I decided that I was done eating things that came out of cans--this includes beans and tomatoes.

This year my goal is to stop eating canned things (until such time as I take up canning myself) and to eat no more frozen, pre-prepared food.

We'll see how this goes

Sunday, March 10, 2013

Graduate School

I have 14 weeks until I'm done with grad school and they give me a degree! I am so relieved/ impressed with myself that I considered attending commencement. I feel like completing a graduate degree is an accomplishment where as--in my case anyways--completing an undergraduate degree was par for the course*. I got an eviction notice written in Latin and I would have skipped commencement but my parents insisted I attend-"We paid for this--you will walk" said my mom.

I would not trade my undergraduate education for anything (although I might have, in hind sight, done a few things differently) I met some awesome people--including my best friend--at Carleton and studied (or at least pretended to study) a whole bunch of interesting stuff. I was disconsolate when they kicked me out.

My graduate education is another matter. Grad school is fun! You get to learn about all sorts of interesting things--like DNS poisoning or how DHCP really works. You get to meet people who are interested in the same weird things that interest you. Why would you want to spend your Saturday nights drinking beer and watching movies about Moon Nazis with your friends when you can spend them talking to your study buddies about the paper you have to write?

I can't wait to be done with graduate school. But I feel good about having done it. It was't any fun spending July 4th last year trying to understand two's complement or reading the RFC that describes SMTP. These things were hard in a way that getting an undergraduate degree in French literature was not.  In grad school almost every final paper I turned in scared me--I think I understood the concepts but what if I guessed wrong? Aside from working full time the whole thing was hard in a way that college wasn't. Some of this may be because my brain is older. Some of this may be because I'm working full time. I suspect some of it is because I'm making myself learn things that don't come easily to me.

Not all of it is an uphill battle or I'd have given up.  And some parts of the whole thing fell into place as easily and obviously as some of my undergraduate analyses of good literature. This is not to be discounted or overlooked--the joy of discovering that something you find fascinating comes naturally to you is wonderful.

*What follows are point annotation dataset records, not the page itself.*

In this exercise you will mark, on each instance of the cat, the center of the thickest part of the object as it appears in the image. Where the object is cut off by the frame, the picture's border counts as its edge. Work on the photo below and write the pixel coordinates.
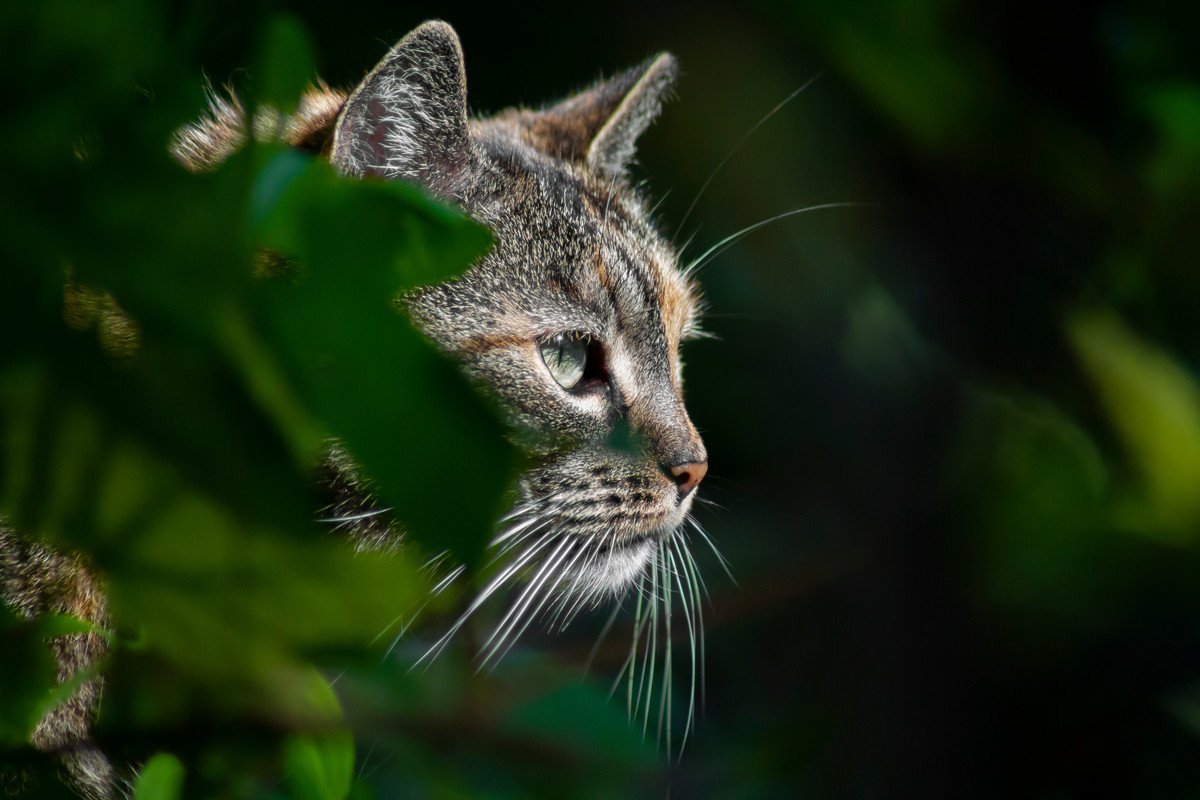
(573, 322)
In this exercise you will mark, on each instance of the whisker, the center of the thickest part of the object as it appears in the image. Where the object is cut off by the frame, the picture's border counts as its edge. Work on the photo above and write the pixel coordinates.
(735, 238)
(738, 145)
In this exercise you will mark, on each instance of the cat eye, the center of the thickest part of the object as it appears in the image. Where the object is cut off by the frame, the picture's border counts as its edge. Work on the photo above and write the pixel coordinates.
(567, 356)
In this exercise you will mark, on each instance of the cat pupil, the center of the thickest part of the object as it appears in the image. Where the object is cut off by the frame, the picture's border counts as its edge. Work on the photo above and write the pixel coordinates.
(565, 356)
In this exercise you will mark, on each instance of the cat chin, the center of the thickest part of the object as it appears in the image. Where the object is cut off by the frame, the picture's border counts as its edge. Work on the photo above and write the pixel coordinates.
(618, 570)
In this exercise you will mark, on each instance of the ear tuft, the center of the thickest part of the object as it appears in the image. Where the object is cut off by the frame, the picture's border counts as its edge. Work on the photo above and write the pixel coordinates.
(408, 116)
(599, 126)
(612, 149)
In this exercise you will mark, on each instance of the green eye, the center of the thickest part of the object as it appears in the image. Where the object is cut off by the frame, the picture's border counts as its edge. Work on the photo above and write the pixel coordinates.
(565, 356)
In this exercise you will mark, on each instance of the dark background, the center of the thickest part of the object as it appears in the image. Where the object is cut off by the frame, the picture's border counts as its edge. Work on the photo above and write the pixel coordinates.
(953, 428)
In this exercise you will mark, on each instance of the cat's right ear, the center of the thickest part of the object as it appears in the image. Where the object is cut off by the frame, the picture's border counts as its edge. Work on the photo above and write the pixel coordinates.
(408, 116)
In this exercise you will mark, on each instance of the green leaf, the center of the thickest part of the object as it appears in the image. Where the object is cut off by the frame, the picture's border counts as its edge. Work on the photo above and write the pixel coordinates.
(286, 64)
(411, 421)
(1153, 403)
(321, 765)
(161, 779)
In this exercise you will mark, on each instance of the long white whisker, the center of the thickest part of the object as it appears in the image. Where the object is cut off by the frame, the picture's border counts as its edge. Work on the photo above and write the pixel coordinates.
(735, 238)
(481, 597)
(510, 619)
(738, 146)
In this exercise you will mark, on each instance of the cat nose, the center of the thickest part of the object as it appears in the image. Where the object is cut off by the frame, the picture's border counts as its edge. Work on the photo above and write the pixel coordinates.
(688, 476)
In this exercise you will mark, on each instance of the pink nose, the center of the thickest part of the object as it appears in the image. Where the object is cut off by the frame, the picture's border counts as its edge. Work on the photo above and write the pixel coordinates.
(688, 476)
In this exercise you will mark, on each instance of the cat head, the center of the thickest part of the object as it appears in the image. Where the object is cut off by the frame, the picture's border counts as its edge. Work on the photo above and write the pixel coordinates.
(574, 319)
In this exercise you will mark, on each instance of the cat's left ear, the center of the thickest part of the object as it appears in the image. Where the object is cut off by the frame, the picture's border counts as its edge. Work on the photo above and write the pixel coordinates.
(408, 116)
(600, 125)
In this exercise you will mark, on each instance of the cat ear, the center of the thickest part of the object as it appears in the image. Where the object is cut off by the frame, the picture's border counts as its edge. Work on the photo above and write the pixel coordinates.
(600, 125)
(408, 116)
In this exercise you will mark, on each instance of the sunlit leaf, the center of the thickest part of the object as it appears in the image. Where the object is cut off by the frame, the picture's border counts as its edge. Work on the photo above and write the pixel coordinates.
(321, 765)
(161, 779)
(1153, 403)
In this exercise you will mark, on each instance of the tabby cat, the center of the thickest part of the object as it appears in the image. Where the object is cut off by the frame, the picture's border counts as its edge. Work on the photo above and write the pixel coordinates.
(573, 322)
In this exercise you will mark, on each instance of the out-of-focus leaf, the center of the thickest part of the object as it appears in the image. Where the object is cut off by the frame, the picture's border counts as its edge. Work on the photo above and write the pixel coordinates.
(555, 716)
(359, 245)
(1033, 483)
(286, 64)
(321, 765)
(28, 675)
(161, 779)
(1155, 407)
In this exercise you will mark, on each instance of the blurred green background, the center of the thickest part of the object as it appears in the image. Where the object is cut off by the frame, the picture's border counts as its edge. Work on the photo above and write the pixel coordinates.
(954, 429)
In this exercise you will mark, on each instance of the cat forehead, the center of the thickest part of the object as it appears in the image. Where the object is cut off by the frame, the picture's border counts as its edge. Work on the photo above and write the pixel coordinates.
(569, 235)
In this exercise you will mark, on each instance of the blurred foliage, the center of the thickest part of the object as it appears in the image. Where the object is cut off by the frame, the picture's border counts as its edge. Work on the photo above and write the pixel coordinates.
(963, 510)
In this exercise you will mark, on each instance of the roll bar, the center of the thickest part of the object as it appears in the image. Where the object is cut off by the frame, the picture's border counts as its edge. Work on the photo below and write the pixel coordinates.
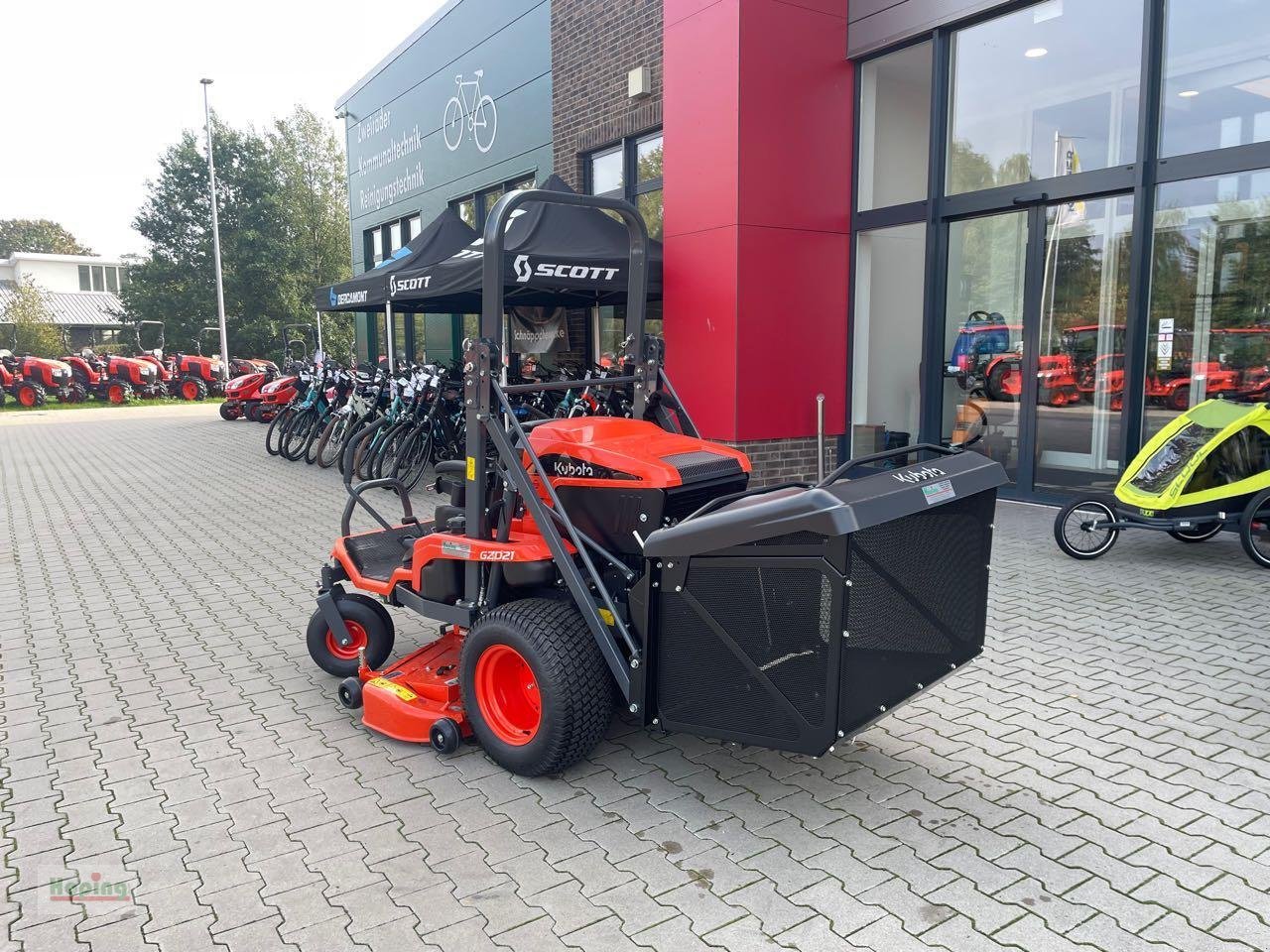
(485, 403)
(492, 264)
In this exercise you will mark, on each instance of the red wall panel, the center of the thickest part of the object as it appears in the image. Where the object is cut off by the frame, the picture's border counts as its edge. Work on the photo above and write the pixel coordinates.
(757, 166)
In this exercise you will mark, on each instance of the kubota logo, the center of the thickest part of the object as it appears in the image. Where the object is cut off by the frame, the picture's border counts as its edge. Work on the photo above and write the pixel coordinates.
(556, 270)
(926, 472)
(574, 468)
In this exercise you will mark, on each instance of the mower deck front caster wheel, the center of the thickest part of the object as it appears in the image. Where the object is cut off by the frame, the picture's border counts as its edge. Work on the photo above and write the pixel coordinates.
(349, 692)
(444, 737)
(535, 685)
(367, 630)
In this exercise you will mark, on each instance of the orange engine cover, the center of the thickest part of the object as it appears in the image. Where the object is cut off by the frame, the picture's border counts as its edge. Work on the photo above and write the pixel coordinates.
(612, 451)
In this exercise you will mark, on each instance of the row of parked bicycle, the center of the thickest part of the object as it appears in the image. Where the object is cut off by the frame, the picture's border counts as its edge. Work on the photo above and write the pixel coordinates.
(372, 425)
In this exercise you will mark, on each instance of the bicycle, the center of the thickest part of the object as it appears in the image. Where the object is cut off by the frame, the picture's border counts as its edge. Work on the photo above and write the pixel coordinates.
(477, 114)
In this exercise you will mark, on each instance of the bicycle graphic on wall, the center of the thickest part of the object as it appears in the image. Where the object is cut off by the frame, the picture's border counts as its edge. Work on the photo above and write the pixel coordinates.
(470, 109)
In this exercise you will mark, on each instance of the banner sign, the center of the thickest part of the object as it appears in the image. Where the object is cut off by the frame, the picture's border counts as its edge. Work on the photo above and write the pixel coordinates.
(539, 330)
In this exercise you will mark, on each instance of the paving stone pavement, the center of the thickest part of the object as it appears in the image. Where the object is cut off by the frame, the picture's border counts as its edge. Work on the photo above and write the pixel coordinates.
(1097, 780)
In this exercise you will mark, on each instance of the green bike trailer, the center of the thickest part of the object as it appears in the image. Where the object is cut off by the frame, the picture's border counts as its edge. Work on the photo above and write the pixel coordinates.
(1206, 471)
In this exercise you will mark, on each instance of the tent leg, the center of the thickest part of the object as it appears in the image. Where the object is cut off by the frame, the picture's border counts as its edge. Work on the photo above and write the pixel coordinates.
(388, 329)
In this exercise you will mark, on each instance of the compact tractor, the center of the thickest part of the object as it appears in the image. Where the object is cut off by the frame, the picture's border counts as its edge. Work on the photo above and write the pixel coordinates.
(585, 562)
(31, 380)
(113, 377)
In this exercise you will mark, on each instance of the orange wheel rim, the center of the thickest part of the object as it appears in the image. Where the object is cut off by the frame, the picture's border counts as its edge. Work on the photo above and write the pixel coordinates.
(507, 693)
(347, 653)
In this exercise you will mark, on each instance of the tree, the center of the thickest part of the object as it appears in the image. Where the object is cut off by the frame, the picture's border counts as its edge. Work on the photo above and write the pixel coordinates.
(35, 331)
(314, 194)
(284, 225)
(37, 236)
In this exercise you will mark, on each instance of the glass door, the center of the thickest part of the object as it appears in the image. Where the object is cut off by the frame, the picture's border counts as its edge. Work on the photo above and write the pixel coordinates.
(983, 335)
(1035, 309)
(1080, 366)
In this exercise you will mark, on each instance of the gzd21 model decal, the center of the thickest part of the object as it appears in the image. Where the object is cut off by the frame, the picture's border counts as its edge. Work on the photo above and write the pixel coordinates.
(557, 270)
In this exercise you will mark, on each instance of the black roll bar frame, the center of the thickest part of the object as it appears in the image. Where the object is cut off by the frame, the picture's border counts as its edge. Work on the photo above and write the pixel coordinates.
(485, 400)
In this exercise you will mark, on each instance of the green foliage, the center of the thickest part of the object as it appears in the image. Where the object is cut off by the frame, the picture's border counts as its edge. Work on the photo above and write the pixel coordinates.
(37, 236)
(284, 221)
(32, 322)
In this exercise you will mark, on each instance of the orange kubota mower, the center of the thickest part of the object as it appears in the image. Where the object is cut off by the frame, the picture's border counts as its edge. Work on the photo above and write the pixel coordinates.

All of it (or almost all of it) falls into the category of "Stuff I want to know" but without grad school to goad me I wouldn't have bothered to *really* learn the history of Flame or consider the difficulties of storing and manipulating very large numbers that must be very,very accurate.

Getting a degree will mean that someone thinks I've understood even the difficult concepts well enough to be validated.





*I recognize that this is because I'm from a middle class background and my parents could afford to send me to college.